A wonderful reminder and tribute, Naomi. I'm so glad there are people like you around to help carry the torch and be a voice.

Monday, December 4, 2006 at 9:09:00 AM PST 

had this to say:

My brother I found after 20 yrs revealed to me that he was HIV positive, but now after years of drug treatment, the virus is non-existent in his body. He still takes a maintenance level of drugs just in case.

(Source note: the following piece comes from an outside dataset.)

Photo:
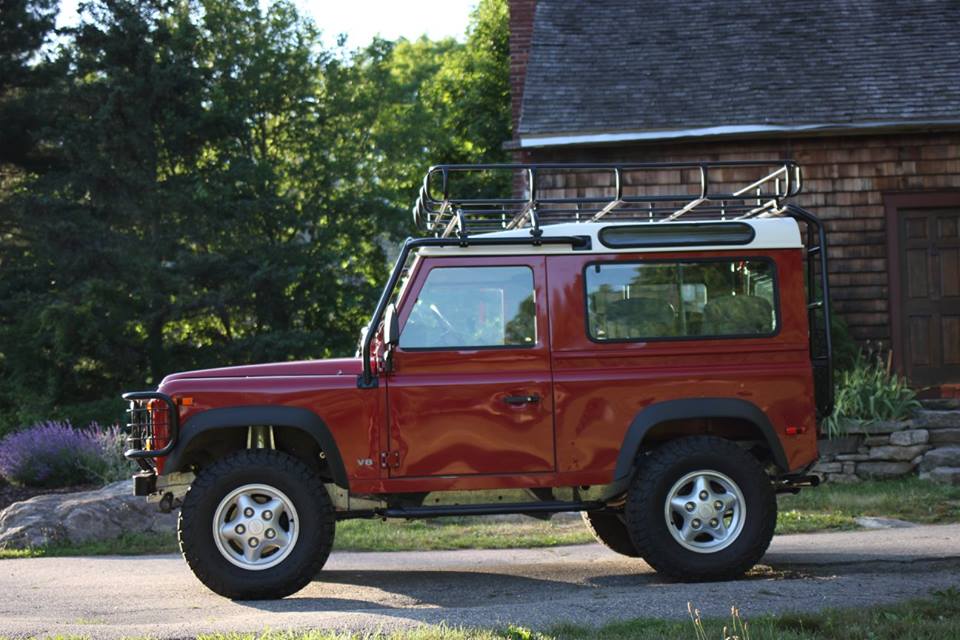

I read somewhere that there are a number of people of Swedish descent who have eliminated the virus from their bodies somehow and their DNA is being studied. My brother and I are of Swedish descent but he didn't say he was in any research group. I think the DNA thing is connected to that research on people who survived the plague generations ago and passed on a certain gene to their descendants as well. It doesn't give them total immunity, just a stronger immunity to certain types of diseases.

Tuesday, December 5, 2006 at 8:53:00 AM PST 

had this to say:

What a poignant tribute to people you loved and cared for. Such a devastating disease. We need a cure now. I'd lost many patients to this disease and it seems so unnecessary.
The quilt was amazing! I'd never seen that before and it sure puts everything in perspective. Thanks for sharing this, Naomi.

Wednesday, December 6, 2006 at 6:45:00 AM PST 

had this to say:

what a beautiful though heartbreaking tribute and post.